I don’t think anyone has seriously attempted to address this question. The answer ‘no’ is assumed by the High Priesthod and attempts to introduce the question are ridiculed on RealClimate. Most industrialised nations spend more energy on heating than cooling; most of the world has greater death rates in winter than summer; longer growing seasons and ice-free waters are clear bonuses for regions far from the tropics. Closer to the equator, common sense, extrapolation from ice age pollen data, and what tenuous experimental evidence exists suggests that the mid-latitude desert belts will shift towards Los Angeles, Santiago, Cape Town, Madrid, and Melbourne- which are well-off enough to cope with a bit of desertification- and away from Ciudad Obregon, Asuncion, Lusaka, N’djamena, and Tennant Creek- where more arable land would be welcome.
Q4: Should we try and stop this rise in temperature?
Or, would it make more sense to adapt to it? A degree of adaptation will be absolutely inevitable in any case, as we have absolutely no means whatsoever of stabilising the temperature at the status quo short of a nuclear winter. We could do our best to predict what climate would be like in the extreme scenario where the carbon dioxide bands are completely saturated, and plan for that. I have previously argued this at some length and pointed out that regions that are particularly vulnerable to climate change are regions that are particularly vulnerable to unchanged climate, anyway. Let’s get people off those marginal rangelands and marshy coasts: they are not good places to live.
Q5: Should we marginalise technical solutions to stopping this rise in temperature?
There seems to be a kneejerk response by the High Priesthood and their followers to sneer at technical solutions.
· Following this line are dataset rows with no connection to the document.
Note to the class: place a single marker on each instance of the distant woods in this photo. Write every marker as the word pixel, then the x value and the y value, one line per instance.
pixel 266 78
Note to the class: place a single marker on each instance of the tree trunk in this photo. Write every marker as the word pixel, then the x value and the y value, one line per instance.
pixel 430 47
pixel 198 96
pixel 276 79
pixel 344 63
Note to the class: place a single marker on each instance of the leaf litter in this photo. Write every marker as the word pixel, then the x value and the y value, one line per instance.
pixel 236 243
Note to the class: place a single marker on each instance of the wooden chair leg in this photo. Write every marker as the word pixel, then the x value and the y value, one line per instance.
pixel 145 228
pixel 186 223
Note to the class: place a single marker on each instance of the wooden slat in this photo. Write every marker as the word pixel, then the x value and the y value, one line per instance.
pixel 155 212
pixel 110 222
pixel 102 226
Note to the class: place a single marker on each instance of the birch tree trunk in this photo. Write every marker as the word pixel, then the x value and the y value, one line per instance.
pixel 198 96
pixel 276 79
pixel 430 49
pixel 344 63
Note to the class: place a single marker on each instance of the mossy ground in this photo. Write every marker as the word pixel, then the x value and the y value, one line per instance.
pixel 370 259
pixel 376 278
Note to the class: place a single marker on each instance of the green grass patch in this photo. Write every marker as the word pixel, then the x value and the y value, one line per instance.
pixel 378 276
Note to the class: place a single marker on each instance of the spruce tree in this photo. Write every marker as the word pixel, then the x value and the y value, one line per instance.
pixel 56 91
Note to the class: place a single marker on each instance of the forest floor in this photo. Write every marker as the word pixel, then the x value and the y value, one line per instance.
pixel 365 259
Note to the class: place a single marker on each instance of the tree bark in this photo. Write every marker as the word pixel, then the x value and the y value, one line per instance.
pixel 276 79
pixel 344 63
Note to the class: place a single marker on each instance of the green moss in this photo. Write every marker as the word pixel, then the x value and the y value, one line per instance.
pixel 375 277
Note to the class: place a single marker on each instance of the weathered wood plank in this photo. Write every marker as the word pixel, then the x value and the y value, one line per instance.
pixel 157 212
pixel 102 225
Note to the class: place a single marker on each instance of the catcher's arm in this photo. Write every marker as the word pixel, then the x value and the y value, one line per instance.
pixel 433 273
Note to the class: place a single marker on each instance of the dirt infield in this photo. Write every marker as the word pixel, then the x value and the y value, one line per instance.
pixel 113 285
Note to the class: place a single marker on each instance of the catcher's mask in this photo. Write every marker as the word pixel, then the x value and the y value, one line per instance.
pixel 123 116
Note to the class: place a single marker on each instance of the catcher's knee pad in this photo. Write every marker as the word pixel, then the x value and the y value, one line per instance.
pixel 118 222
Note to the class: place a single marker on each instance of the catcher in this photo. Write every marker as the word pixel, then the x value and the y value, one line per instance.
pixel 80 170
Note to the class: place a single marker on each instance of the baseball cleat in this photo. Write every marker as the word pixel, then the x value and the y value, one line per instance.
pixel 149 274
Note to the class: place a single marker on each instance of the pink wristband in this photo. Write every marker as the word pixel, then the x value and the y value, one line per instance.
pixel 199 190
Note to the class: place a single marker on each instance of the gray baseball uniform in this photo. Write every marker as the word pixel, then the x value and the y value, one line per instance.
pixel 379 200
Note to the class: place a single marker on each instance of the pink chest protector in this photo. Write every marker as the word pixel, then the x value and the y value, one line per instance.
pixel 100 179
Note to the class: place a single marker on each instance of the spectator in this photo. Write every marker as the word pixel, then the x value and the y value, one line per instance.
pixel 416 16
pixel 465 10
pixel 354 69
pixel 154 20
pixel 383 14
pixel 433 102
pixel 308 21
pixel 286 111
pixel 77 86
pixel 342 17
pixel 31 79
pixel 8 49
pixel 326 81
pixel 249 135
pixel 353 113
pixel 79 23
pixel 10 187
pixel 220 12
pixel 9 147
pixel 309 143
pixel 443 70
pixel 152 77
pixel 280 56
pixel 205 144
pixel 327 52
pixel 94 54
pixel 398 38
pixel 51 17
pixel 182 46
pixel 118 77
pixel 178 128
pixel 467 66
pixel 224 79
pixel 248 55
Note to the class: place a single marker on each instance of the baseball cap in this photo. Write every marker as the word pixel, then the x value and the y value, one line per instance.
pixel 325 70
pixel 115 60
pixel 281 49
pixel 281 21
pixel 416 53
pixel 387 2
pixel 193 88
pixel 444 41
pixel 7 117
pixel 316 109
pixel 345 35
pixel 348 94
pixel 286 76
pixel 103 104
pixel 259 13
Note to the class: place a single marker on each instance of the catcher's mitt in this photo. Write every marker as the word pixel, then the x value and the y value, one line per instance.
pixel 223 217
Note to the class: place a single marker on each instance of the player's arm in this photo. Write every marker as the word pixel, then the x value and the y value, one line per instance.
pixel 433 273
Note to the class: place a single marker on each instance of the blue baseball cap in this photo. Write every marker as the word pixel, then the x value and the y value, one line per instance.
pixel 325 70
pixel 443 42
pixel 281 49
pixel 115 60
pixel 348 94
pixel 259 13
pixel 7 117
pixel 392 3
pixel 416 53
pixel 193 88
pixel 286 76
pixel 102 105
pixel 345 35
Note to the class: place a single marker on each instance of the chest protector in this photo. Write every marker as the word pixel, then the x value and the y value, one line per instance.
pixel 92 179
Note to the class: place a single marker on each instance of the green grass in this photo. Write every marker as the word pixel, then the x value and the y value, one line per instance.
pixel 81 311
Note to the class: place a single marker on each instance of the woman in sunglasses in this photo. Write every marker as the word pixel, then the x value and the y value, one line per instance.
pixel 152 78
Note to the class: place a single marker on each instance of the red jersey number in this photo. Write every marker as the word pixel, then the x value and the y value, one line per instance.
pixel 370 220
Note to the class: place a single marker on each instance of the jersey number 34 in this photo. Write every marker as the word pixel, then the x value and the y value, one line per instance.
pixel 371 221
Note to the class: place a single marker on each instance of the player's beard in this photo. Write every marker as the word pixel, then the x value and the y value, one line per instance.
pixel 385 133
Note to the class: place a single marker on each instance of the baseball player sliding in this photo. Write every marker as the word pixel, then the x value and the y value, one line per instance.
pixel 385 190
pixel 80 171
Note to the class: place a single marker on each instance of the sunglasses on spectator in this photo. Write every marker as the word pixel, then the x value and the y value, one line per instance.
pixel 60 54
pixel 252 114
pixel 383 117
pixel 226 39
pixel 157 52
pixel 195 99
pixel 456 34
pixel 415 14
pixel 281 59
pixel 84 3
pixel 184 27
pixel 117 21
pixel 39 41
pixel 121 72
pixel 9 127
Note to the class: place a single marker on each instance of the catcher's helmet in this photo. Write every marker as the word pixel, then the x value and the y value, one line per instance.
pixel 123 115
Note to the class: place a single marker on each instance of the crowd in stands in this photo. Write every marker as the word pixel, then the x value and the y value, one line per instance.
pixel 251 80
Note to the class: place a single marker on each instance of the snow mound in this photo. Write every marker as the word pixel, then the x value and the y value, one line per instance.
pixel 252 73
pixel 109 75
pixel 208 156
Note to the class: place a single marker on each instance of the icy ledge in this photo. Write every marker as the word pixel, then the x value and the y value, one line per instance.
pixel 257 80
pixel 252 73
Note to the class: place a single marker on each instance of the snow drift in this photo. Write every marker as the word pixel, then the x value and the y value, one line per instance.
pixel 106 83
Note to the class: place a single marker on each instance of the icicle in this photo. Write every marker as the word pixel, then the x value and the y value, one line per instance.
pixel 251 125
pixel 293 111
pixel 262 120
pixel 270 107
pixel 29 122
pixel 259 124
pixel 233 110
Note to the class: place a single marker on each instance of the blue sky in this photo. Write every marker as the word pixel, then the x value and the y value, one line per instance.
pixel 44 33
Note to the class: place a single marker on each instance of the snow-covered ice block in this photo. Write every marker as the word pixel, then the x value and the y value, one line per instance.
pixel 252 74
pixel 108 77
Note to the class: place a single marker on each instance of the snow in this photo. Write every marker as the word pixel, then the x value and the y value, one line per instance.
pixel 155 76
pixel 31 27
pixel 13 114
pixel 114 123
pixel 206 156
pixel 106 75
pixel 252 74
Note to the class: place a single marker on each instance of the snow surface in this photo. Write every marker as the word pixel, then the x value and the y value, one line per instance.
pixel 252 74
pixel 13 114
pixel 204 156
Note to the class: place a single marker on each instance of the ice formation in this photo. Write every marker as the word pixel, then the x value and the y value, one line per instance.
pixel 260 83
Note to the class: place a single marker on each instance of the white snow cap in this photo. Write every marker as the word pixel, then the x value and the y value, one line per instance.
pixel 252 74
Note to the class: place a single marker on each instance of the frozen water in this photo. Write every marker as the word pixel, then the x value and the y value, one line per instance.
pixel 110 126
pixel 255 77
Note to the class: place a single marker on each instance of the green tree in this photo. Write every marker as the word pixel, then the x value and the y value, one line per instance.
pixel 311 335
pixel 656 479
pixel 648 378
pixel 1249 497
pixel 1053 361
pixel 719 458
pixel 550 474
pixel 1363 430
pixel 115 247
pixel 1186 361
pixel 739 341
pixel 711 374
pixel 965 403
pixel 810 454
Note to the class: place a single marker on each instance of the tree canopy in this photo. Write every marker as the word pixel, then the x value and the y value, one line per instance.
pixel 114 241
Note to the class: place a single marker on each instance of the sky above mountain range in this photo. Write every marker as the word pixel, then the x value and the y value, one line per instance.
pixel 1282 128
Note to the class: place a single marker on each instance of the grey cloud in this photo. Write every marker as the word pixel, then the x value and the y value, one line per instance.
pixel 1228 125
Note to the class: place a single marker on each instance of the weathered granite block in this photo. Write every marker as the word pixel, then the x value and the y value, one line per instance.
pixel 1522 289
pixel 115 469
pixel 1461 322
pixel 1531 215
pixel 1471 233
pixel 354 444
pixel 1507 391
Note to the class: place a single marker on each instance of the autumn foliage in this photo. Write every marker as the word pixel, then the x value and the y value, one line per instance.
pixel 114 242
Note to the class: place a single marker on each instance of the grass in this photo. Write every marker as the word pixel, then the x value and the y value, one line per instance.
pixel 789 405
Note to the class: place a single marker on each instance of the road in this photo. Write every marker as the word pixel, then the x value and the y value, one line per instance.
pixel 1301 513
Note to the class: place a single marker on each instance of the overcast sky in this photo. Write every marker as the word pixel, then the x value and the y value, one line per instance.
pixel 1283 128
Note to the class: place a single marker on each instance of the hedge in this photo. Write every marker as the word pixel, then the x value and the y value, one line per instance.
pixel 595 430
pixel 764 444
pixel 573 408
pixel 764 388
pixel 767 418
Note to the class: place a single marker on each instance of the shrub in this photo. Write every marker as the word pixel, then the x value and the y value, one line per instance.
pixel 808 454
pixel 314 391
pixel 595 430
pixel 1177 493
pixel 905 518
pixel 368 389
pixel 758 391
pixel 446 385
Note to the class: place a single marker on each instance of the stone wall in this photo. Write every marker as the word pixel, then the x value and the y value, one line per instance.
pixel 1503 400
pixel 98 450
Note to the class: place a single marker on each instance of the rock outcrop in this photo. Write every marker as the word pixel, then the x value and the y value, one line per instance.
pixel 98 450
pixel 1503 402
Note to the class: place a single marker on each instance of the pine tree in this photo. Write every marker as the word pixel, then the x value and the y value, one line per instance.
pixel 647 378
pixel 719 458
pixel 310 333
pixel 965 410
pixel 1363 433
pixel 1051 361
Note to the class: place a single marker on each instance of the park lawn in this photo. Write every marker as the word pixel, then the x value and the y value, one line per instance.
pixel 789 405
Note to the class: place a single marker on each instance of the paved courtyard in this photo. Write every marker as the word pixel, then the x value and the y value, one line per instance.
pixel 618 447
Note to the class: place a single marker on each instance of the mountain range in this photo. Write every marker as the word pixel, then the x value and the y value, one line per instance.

You can see the lips curling when you read what they write. Whatever tinkering around the edges might be achievable by technical advance X, Y, or Z, we have a moral duty to change our lifestyles and adopt proscriptive social-engineering solutions. Even that guy I heard from the Wentworth Group, which is supposed to be a group of scientists, when he came to speak to a graduating class of scientists at Devil Bunny City University, only talked about political, social-engineering, Neo-Stalinist solutions.